LMU student Lucinda Hyska has founded a support project in which student teachers volunteer to tutor high school students.

Lucinda Hyska is a student teacher representative for high school teaching at the Munich Center for Teacher Education (MZL) and is committed to helping students with learning difficulties who cannot afford to pay for tutoring. During the Covid-19 pandemic, the LMU student founded a support project in which student teachers volunteer to tutor high school students.

How did you come up with the idea of creating a project for students to help schoolchildren?

Children from more socially disadvantaged families tend to need more support at school in order not to drop out of the education system. I’ve been concerned with questions like this for a long time: How can we provide support in schools in view of this educational issue? I want to become a teacher myself, so I’m keen to make a difference now. My own parents are not from Germany. They’ve had to work very hard, but above all we have been very lucky to get where we are now.

Many people simply don’t have this luck. And anyway, getting a good education should not be a matter of luck. The problem has been exacerbated in the pandemic because distance learning puts children with learning difficulties at a disadvantage. So I thought about what could be done with a view to these problems — and that’s how I came up with this project, which aims to draw attention to the issue of ‘educational provision for all children.’ In the fall of 2021, our ‘support project’ finally got off the ground in schools.

How do the remedial classes work?

Our support project is aimed at student teachers who can offer remedial classes for schoolchildren. Currently, we offer remedial classes for the lower grades (5th-7th grade) at the Karolinen-Gymnasium, a high school in Rosenheim. This is where we started as a pilot project. Unlike in the better-known ‘Brücken.bauen’ project of the Bavarian Ministry of Education and Cultural Affairs, student teachers can get the lessons they give credited as part of their school internships thanks to the support of the MZL and the Internship Office.

The teaching takes place online. So you could say we are mitigating online teaching with online teaching. Lessons take place in small groups. Each schoolchild has a curriculum tailored to them — sometimes the student teacher will supervise only one schoolchild. They meet for 45 minutes at least once a week for a teaching session. The student teachers mainly take the schoolchildren through what they are already learning in class, explain the content again if necessary, and incorporate online tools, such as games.

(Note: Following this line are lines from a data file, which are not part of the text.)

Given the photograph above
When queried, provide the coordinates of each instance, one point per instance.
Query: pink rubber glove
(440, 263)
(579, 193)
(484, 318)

What do you hope to accomplish with these remedial classes?

The primary goal is to respond to the individual children’s needs. Building a relationship of trust is usually more important than going over the subject matter for 45 minutes, as personal interaction with the children in a safe setting outside the classroom can already achieve a great deal. It is important that the children have the opportunity to ask their questions openly and without feeling like they’re under time pressure. The goal is to close learning gaps and to explain again the parts of the curriculum that they haven’t been able to understand.

How is it all organized?

I’m the organizer of the project, which means I put together all the curriculums, take all the registrations from parents, and communicate with the school, which by the way is my old high school. So I am, in a sense, the organization and communication interface. There’s quite a lot of organization to be done. But so far I have had the advantage of the registration period being during the semester break. So I’ve been able to devote myself to the project after the exams. Being able to communicate via WhatsApp is a great help. We have a shared group where any questions can be asked, which means they are not constantly being repeated. Communication does take up a lot of time, of course. But I enjoy it very much and the topic is close to my heart. That’s why I’m so happy to be doing this work.

How many schoolchildren and student teachers are participating in the support project?

In the first half of the year, a total of 54 schoolchildren registered. In the second half of the year, the number almost doubled to 85, almost as many as there are in a whole grade. And among the student teachers, there were 32 registrations in the first half of the year and 37 in the second. We have received so much good feedback and apparently word has already spread about the support project. I have to say, we were all very positively surprised by the numbers.

What are your hopes for the future of the project?

I’m thinking big: I really hope that cooperation between universities and schools will be strengthened. After all, student teachers want to become teachers. So why shouldn’t we already teach and support schoolchildren during our studies? I think it would be great if this collaboration could be implemented and we could expand the project to other schools and school types. Either as a part-time job or as a module within an internship. There are only positives for everyone. That would be my dream.